2024年12月8日待降節第二主日礼拝
説教「平和をつくる者の主」
マタイの福音書5章9節
マタイ5章から7章の山上の説教。その最初にある主イエスの八つの祝福、私たちを祝福する八つの言葉を順に聴いています。今日は第七の祝福、「 平和をつくる者は幸いです。その人たちは神の子どもと呼ばれるからです。」(9)です。ここまで読んで来て、これらの祝福には一つのパターンがあることに気がつきます。①イエスが○○な者は幸いだと祝福する→②私たちにはそうは思えない→③けれどももっとも○○なのはイエスだと気づかされる→④イエスによって私たちのうちにも○○が始まっていることに目が開かれる、そんなパターンです。
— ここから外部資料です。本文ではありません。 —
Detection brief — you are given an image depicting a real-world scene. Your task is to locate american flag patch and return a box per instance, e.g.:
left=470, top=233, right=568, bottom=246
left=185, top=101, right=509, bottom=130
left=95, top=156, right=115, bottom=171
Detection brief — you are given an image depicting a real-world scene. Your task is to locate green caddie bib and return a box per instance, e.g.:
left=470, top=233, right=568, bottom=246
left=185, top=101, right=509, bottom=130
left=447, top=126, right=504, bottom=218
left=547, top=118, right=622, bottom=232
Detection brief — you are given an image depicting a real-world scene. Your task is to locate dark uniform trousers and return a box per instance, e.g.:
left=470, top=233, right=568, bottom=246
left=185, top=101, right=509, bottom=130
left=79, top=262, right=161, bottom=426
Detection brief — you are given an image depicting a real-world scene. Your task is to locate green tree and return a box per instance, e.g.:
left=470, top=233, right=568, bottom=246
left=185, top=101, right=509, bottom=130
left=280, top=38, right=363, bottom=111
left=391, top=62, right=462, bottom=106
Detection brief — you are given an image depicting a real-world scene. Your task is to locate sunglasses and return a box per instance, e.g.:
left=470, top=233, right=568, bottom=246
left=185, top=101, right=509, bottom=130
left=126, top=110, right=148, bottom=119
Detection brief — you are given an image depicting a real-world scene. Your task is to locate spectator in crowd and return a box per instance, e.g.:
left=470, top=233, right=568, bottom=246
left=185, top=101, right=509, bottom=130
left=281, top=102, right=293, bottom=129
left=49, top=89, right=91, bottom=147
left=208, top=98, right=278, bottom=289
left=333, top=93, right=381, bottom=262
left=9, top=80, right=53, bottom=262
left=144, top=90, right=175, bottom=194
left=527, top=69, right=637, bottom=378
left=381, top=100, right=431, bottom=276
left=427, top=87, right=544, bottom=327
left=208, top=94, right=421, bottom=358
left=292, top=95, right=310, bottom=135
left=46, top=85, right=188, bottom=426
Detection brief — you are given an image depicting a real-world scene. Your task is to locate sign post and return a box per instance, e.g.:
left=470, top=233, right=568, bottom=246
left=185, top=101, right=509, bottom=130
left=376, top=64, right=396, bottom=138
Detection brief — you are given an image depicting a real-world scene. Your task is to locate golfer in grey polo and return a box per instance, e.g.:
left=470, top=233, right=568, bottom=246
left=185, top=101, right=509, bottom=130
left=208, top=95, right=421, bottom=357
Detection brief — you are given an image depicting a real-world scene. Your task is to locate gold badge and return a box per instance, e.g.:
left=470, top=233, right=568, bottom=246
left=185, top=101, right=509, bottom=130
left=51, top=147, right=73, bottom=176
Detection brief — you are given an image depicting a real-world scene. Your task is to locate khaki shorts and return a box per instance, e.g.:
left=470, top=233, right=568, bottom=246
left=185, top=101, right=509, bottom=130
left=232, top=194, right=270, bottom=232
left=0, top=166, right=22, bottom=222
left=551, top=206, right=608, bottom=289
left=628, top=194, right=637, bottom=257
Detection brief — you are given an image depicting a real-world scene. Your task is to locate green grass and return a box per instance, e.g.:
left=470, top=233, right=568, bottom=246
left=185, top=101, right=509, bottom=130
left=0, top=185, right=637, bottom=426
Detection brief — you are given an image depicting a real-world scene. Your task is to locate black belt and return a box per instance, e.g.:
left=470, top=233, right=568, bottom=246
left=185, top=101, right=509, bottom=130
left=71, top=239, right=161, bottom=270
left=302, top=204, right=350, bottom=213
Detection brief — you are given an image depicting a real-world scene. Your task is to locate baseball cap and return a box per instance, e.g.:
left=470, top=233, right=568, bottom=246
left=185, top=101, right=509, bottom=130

今日の箇所もそうです。私たちは平和を願っています。争いがないことを願っているのですが、しばしば自分の正しさを主張して、あるいは相手を恐れ自分を守ろうとして、争ってしまうのです。
【平和をつくるイエス】
待降節も第二週となりました。ルカは、御使いと天の軍勢が「いと高き所で、栄光が神にあるように。地の上で、平和がみこころにかなう人々にあるように。」(ルカ2:14)と賛美したことを記します。イエスは神。神がこの世界に平和をつくるために来てくださった、それがクリスマスです。さらにエペソ書はこう記します。「 実に、キリストこそ私たちの平和です。キリストは私たち二つのものを一つにし、ご自分の肉において、隔ての壁である敵意を打ち壊し、様々な規定から成る戒めの律法を廃棄されました。こうしてキリストは、この二つをご自分において新しい一人の人に造り上げて平和を実現し、二つのものを一つのからだとして、十字架によって神と和解させ、敵意を十字架によって滅ぼされました。」(エペソ2:14-16)と。ここでの二つのものとは、ユダヤ人と異邦人。彼らの間は敵意によって隔てられていて、とても平和など望めませんでした。けれども神であるイエスが、その敵意を滅ぼし、打ち壊しました。十字架によって。神が十字架に架けられることによって。イエスはすべての敵意をご自分に引き受けてくださり、終わりにしました。そして平和をつくってくださったのでした。
【平和をつくる私たち】
すべての敵意と申し上げました。かつて私たちは神を主と、王としませんでした。かえって神を自分の願いを聞くべきしもべとみなし、聞かれなければ、敵意を抱きました。私たちが王であるかのようにふるまったのです。私たちはまた周囲の人にも王のようにふるまってきました。二人の王は並び立つことができません。ですから互いの間に、しばしば敵意が生まれ、平和が破れたのでした。けれども、イエスによって私たちに新しいいのちが始まりました。新しいいのちは新しい生き方を生み出しました。それは主イエスの生き方。敵意を引き受け、終わりにし、敵意を持つ者を癒す生き方です。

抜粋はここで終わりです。